Donger’s theories would seem to be confirmed by statements recently made by the radical right-wing cleric the Reverend Rick Graspler – who believes the latest reforms don’t go far enough – whilst addressing the Christianity for Capitalism conference. “If we want to get people back through the doors of our churches and turn a healthy profit, then we’ve got to start thinking out of the box,” he told the gathering of like-minded clergy last month. “Most obviously, we could be hiring out our cathedrals as event venues. After all, they aren’t being used all the time for religious purposes, are they? I mean, they only have two or three actual services day, at most. The rest of the time they’re lying idle, so why not lease them out for conferences – paranormal societies spring to mind as obvious customers – and art exhibitions – a few nudes tastefully displayed between the flying buttresses, perhaps.” Warming to his theme, Graspler went on to suggest that church premises could be offered as venues for live performances of dramas or modern dance. “Maybe we could even hold a ‘rave in the nave’” he chuckled to an ecstatic audience. “Us vicars could hand out ecstasy at the door (‘This’ll take you to paradise’), and supply bottles of Holy water to stop the ravers from getting dehydrated. Not only will we make a mint, but we’ll be getting the kids back into the church!”

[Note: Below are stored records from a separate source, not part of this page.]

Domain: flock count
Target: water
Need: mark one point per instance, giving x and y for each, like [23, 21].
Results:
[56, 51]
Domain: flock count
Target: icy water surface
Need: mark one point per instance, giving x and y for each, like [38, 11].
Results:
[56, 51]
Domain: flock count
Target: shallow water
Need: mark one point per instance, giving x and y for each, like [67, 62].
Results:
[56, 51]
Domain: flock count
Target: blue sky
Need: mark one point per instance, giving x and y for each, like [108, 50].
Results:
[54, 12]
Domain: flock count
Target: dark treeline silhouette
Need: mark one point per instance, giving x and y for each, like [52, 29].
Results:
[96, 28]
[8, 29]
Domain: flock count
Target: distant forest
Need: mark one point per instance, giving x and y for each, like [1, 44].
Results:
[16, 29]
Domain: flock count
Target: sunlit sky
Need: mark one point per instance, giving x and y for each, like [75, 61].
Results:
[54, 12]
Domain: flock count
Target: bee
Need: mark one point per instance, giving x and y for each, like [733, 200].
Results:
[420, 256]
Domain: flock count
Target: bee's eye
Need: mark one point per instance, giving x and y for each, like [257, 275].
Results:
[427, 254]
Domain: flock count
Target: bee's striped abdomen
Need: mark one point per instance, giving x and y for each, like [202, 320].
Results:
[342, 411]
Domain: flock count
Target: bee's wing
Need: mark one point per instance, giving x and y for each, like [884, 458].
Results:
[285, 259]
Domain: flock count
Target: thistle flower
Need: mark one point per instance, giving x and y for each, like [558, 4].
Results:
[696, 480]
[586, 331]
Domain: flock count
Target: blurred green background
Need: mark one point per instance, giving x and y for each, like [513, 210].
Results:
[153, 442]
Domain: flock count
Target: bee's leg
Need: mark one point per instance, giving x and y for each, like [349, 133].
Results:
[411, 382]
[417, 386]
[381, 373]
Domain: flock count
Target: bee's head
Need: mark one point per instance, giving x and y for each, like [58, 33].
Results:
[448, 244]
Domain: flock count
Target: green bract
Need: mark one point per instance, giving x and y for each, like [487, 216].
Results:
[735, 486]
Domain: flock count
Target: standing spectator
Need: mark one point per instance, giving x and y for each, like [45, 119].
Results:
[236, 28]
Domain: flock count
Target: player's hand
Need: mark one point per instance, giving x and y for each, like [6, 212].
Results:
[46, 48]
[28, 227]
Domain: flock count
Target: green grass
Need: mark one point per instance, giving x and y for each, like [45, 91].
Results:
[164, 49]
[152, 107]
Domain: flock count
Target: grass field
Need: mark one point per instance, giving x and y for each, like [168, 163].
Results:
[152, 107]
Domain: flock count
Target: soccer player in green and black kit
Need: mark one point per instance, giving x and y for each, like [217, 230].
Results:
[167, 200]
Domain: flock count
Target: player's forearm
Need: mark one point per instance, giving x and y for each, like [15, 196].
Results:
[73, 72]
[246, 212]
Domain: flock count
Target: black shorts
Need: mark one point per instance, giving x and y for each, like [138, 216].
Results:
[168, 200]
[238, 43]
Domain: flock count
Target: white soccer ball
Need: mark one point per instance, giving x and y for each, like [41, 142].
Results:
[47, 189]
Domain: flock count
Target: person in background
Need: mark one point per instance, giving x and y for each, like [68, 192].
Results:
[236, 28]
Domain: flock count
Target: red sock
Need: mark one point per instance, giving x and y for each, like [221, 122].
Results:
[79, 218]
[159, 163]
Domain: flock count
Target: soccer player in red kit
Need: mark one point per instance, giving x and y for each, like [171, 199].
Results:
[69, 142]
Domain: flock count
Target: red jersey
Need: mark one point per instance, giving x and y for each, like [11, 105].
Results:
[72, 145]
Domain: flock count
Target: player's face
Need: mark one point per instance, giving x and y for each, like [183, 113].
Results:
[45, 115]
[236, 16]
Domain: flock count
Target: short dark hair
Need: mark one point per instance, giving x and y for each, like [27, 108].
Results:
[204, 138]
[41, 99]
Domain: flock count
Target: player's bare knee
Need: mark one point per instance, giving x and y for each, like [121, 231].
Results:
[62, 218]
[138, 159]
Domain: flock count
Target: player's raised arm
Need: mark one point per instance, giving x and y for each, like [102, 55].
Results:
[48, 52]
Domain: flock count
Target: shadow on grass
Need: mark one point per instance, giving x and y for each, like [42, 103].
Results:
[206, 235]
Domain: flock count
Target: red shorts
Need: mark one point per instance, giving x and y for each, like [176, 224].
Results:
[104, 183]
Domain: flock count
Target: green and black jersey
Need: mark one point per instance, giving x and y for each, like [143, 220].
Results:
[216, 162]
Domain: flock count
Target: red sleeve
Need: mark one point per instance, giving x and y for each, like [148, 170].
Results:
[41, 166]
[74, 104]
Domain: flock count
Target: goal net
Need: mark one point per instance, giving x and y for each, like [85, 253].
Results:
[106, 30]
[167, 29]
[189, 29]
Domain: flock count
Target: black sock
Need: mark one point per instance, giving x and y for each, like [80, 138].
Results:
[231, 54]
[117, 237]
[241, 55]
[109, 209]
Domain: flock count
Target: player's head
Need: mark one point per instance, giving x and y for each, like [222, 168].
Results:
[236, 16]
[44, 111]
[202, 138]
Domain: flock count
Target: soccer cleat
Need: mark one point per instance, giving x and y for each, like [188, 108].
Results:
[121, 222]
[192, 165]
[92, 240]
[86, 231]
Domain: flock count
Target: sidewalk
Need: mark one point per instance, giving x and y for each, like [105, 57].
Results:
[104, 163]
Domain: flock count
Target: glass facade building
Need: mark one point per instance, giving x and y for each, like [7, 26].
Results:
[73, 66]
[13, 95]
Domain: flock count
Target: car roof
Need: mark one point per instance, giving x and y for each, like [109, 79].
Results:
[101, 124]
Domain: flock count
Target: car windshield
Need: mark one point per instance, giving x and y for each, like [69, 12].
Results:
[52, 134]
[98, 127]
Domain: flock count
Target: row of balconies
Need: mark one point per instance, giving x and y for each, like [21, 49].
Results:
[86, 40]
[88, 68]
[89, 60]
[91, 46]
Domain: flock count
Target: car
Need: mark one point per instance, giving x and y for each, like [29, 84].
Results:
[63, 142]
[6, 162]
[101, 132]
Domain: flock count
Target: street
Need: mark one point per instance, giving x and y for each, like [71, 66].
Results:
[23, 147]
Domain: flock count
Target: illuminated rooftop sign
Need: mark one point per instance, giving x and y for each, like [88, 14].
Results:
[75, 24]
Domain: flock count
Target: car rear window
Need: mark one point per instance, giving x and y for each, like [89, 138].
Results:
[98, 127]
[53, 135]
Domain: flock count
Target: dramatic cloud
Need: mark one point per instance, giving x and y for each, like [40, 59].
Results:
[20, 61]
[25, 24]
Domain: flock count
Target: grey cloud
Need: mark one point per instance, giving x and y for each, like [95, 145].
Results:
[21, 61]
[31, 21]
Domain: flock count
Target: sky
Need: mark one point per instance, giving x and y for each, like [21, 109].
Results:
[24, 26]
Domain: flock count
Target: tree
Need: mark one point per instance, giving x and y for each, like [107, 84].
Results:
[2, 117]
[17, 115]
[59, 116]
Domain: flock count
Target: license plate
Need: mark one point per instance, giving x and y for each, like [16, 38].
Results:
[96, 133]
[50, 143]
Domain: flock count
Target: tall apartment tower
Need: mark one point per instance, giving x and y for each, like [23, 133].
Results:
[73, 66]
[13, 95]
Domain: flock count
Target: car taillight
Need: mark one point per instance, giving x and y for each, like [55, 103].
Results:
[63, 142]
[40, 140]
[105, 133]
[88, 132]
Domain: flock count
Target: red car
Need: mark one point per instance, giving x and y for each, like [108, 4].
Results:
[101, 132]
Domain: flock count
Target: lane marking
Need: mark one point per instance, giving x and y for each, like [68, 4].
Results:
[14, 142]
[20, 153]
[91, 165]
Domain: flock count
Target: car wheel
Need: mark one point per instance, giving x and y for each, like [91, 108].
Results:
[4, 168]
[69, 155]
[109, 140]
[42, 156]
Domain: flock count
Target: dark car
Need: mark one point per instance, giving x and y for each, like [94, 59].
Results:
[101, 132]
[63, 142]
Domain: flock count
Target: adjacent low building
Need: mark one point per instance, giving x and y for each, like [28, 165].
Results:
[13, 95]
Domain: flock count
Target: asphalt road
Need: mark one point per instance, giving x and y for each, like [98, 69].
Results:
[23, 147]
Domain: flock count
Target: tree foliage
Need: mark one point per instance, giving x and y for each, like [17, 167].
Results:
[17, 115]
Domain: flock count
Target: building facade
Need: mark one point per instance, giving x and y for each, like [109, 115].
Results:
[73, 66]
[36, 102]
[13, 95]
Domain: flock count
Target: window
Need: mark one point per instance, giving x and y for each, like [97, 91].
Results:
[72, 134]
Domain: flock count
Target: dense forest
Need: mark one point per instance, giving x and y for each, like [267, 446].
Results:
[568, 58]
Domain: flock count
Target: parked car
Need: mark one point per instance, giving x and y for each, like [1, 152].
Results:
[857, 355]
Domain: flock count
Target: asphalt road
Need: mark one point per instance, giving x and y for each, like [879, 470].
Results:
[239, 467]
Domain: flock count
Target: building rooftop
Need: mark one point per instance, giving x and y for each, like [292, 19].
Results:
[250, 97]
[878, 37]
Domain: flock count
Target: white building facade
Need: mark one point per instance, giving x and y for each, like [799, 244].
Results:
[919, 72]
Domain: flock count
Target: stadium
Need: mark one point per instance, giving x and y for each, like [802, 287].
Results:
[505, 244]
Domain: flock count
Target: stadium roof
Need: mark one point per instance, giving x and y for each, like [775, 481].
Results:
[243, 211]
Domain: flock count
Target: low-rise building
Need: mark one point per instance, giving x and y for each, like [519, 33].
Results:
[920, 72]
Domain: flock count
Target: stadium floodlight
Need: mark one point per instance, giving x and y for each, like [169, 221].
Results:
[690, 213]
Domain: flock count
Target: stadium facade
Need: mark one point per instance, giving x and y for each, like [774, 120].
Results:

Encouraged by the rapturous reception he was receiving, Graspler proceeded to outline an even more ambitious vision for the commercialisation of the church. “The fact is that we have to move with the times – we have to recognise that our congregation are actually consumers and treat them accordingly. They don’t want to worship in our draughty old Gothic piles, they want a shiny religious supermarket packed full of spiritual bargains,” he declared. “So if those old cathedrals and churches are proving too expensive to keep going, we should seriously consider selling them off as building land. Pull down the ramshackle old monstrosities and flog the land off to a supermarket chain to put up a superstore! Obviously, we’d include a proviso that each store included facilities for worship, but think of the slogans they could use as a trade-off – ‘Jesus Saves – But Not As Much As If He’d Shopped at Tesco’ or ‘Buy Six Loaves and Get Five Fishes Free’!” Naturally, Graspler anticipates objections to his proposals from traditionalists. “Now, I know what they’ll bring up – that business of Jesus throwing the money lenders out of the temple,” he says. “But the way I see it, as long as the new supermarkets don’t display any of those offers for low-interest loans, it’ll be perfectly alright.”